I buy about a thousand dollars deserving of sugarcane to filling my trailer, and so realize I can't find a sugar mill anyplace connected the mapping. So, I form one on my property for $80,000. This is how desperate I've become, I'm evenhanded building wholly new heavy-duty buildings 6 inches from the highway on down I had planned to use for farming. I drive my sugarcane to my make-new sugarmill, plunge it all KO'd front, and... yes, the plant begins producing lolly.

There is very, very little meter left in Dec, but for the first time, my bakery has every ingredient information technology needs: flour, sugar, milk, eggs, butter, and strawberries. As I stand outside the bakehouse, staring intently at my sieve with appealing eyes, I regard the cake production exchange from "Absent Ingredients" to "Running." The sugar has arrived. They can broil the cakes.

I gibe the bakery's storage. It says Patty: 1.

Cake

I receive baked a cake. I have baked a cake! I may have added some audio to the gif preceding! Merely I have baked a cake! I spent $1,327,348 and didn't really develop a azygous affair on my stupid farm, but I have baked a single goddamn fruitcake.

The only thing souring the humor is the bakery won't actually unloosen my patty until I undergo an intact pallet full of cakes, instead of just one. And I Don't get nearly sufficiency ingredients for a whole mess of cakes.

So, I pass the rest of December in a frantic rush to deliver more milk to the butter factory, much Saccharum officinarum to the mill, more eggs to the bakery, and more wheat to the other grinder. I confide an bollock delivery to an AI worker but he literally drops the eggs along the way—I blame myself for telling him to drive a forklift on the highway—so I fire his ass and admit over myself. And so I'm impinge on by a gondola, the egg go flying, and my forklift falls over. I just pick dormy the eggs and rill down the sidewalk to the bakehouse, dropping them several more multiplication. These are gonna be some delicious cakes.

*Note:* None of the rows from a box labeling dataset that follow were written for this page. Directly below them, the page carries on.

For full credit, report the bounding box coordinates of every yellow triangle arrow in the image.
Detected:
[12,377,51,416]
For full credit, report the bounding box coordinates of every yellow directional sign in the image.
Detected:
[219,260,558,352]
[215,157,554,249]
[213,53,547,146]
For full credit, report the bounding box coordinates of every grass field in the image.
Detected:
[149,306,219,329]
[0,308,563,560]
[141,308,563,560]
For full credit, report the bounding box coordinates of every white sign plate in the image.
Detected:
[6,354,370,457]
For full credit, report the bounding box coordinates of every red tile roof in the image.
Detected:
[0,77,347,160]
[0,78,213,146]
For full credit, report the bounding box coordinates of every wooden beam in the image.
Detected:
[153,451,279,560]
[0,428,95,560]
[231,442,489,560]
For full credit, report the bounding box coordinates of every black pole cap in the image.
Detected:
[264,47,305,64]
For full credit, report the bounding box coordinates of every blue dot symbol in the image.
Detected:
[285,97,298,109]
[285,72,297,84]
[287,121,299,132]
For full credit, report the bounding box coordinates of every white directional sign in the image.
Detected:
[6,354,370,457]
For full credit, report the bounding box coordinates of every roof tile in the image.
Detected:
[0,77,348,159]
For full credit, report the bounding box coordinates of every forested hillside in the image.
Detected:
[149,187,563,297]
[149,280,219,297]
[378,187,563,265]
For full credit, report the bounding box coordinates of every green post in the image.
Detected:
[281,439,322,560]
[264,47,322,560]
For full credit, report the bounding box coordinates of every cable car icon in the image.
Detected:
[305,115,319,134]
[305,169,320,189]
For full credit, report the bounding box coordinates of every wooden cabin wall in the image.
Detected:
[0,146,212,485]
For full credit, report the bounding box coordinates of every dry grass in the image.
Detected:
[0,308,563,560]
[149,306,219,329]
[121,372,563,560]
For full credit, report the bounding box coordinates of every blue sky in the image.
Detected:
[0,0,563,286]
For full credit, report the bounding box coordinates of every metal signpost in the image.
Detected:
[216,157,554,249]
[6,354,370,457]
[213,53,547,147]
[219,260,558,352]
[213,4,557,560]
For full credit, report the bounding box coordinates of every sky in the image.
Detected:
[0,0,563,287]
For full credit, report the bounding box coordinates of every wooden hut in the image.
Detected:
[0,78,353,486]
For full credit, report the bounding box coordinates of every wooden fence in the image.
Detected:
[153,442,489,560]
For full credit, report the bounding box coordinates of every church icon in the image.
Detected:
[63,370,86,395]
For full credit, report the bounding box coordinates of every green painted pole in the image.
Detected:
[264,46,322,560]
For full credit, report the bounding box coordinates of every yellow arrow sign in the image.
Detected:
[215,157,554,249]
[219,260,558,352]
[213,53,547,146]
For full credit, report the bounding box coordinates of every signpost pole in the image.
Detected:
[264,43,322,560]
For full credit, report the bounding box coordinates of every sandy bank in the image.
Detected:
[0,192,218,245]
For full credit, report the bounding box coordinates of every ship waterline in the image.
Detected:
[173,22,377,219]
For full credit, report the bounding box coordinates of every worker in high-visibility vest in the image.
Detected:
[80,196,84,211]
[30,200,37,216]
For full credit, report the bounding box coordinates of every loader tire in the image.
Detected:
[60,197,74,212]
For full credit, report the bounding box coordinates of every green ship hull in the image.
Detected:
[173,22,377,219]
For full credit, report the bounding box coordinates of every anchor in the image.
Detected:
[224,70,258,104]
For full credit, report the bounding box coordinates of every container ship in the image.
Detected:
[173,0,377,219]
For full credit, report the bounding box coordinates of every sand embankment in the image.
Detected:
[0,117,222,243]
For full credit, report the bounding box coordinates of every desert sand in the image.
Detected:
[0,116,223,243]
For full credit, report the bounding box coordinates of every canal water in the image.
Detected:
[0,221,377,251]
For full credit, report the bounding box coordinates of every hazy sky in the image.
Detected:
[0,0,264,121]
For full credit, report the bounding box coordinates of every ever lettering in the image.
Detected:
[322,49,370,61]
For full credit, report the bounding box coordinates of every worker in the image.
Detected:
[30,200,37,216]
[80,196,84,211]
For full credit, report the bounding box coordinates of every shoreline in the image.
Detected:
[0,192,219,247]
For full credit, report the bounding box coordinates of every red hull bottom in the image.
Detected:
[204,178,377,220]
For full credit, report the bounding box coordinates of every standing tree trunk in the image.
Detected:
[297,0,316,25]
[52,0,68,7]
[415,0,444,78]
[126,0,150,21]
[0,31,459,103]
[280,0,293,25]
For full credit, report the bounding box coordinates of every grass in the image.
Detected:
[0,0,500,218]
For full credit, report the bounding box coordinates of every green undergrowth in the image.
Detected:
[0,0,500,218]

It's nightfall, the final hours of December are ticking away, and I'm sitting outdoors the bakery in my motortruck, headlamps pointed at the shipment sphere.

And then, magically, they appear. A proper palette of strawberry cakes I can actually see with my bushed husbandman eyes.

I can't displace them—my forklift is still lying along its side down the cylinder block—so I just jump in my bole and honk the horn. I did information technology, and given there's 2 hours left in the gameday of December, I'm gonna go ahead and pronounce I did information technology by Noel. I have $70,884 near in my bank account, which substance I spent $1,429,116, most my entire savings, to bake a pallet of cakes sorta kind of from scratch. I did not, at whatever full point, with success perform any actual farming.

Just for kicks, the next day I take my pallet of fruitcakes to a local restaurant to sell them. They're worth $2,674. Merry Christmas.

Christopher Livingston

Chris started playing PC games in the 1980s, started composition nigh them in the early 2000s, and (finally) started getting paid to write about them in the late 2000s. Following a a few geezerhood as a regular freelancer, Personal computer Gamer chartered him in 2014, probably so he'd stop emailing them interrogative for more act. Chris has a be intimate-hate relationship with survival games and an unhealthy fascination with the internal lives of NPCs. He's also a fan of offbeat simulation games, mods, and ignoring storylines in RPGs so he can buoy make in the lead his own.